Due much later in the coming season will be producer Margo Lion's first big Broadway project since Hairspray. The Wedding Singer, a new musical based on the hit Adam Sandler movie of the same name, will open on Broadway in spring 2006 after a tryout in Seattle (the same route Lion used with Hairspray). As with Lion's previous hit, The Wedding Singer will feature a creative team getting its first big break, Broadway-wise: composer Matthew Sklar, lyricist Chad Beguelin and librettists Beguelin and Tim Herlihy.
Playwright Jon Robin Baitz and actor Ron Rifkin have enjoyed their best luck in the theatre when together. Their collaborations on The Substance of Fire and Three Hotels more than a decade ago put Baitz on the map and resurrected Rifkin's then flagging acting career. With The Paris Letter, to begin its New York premiere May 13 at the Roundabout's Laura Pels Theatre, the two reunite. Rifkin plays a Wall Street hotshot whose past catches up with him and threatens both his personal and professional lives.
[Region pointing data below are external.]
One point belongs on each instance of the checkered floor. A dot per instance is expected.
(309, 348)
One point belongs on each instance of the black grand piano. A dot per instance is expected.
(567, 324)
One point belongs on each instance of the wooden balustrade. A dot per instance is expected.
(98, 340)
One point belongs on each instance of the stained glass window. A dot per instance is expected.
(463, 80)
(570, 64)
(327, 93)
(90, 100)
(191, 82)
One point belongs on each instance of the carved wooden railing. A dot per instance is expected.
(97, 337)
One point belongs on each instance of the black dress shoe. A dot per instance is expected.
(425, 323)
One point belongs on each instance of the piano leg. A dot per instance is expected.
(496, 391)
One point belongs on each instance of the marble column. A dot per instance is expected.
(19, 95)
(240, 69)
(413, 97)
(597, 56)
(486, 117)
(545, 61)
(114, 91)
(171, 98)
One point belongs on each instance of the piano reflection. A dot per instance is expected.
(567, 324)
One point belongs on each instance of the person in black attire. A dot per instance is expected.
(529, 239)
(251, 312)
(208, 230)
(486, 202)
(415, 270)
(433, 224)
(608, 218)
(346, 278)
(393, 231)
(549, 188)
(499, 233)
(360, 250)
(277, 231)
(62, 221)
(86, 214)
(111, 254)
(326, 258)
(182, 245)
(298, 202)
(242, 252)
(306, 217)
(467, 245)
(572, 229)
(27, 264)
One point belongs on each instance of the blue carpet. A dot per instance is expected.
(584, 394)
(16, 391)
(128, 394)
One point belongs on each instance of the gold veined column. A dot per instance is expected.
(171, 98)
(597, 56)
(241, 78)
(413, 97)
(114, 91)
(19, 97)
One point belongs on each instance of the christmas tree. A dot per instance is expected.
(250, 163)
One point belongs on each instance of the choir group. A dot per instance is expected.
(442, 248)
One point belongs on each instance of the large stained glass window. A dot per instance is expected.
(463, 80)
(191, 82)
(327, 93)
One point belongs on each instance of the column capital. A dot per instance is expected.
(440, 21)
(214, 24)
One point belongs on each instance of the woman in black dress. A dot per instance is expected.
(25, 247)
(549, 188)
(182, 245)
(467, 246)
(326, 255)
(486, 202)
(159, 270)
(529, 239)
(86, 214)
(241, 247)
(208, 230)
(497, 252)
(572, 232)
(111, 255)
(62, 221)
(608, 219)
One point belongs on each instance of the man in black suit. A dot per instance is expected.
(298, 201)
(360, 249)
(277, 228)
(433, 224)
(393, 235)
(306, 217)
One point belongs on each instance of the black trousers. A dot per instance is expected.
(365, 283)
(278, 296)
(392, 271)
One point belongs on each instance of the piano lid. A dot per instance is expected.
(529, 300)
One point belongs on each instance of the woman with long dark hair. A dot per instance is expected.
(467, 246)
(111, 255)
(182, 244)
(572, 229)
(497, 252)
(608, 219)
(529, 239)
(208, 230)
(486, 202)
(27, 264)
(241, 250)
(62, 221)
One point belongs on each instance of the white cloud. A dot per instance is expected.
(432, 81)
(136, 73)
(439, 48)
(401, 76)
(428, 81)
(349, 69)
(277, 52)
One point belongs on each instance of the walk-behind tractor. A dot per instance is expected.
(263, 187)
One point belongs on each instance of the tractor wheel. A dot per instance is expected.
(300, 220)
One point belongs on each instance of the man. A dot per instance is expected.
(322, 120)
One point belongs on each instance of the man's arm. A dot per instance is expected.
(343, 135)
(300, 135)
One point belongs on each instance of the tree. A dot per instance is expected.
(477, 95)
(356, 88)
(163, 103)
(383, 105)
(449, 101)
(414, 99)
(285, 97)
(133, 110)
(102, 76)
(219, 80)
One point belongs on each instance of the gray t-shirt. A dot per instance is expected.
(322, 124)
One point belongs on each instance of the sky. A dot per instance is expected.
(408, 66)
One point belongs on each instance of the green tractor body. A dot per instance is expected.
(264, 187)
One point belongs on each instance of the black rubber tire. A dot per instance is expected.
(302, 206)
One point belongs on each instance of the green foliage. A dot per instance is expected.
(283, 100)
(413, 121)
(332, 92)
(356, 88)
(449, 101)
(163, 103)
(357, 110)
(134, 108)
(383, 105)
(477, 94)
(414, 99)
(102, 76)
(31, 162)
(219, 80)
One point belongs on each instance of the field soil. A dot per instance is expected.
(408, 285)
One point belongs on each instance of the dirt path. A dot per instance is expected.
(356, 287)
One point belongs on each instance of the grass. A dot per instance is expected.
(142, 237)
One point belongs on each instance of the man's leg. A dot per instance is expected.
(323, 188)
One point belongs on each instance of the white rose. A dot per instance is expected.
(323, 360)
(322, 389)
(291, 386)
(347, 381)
Rifkin, of course, is no longer struggling. He's played the main baddie on TV's popular "Alias" for several seasons and is as big a star as he's ever been. Joining him will be Michele Pawk and John Glover. Directing is helmsman of the moment, Doug Hughes; the play will replace current Laura Pels tenant, McReele, which was also directed by Hughes. In fact, the bathrooms at the Pels now read "Hers" and "Hughes."
Finally, the Tony Administration Committee convened April 14 in the Sistine Chapel—I mean, some office in the west 40s—to make a host a eligibility judgements regarding shows that had opened on Broadway since the New Year. Among the decisions: Three of Spamalot's men, Tim Curry, David Hyde Pierce and Hank Azaria, will be eligible as leading actors; and both John Lithgow and Norbert Leo Butz of Dirty Rotten Scoundrels, will be considered leading men as well. And that, friends, is how you neatly fill out the five-nominee Leading Actor in a Musical category.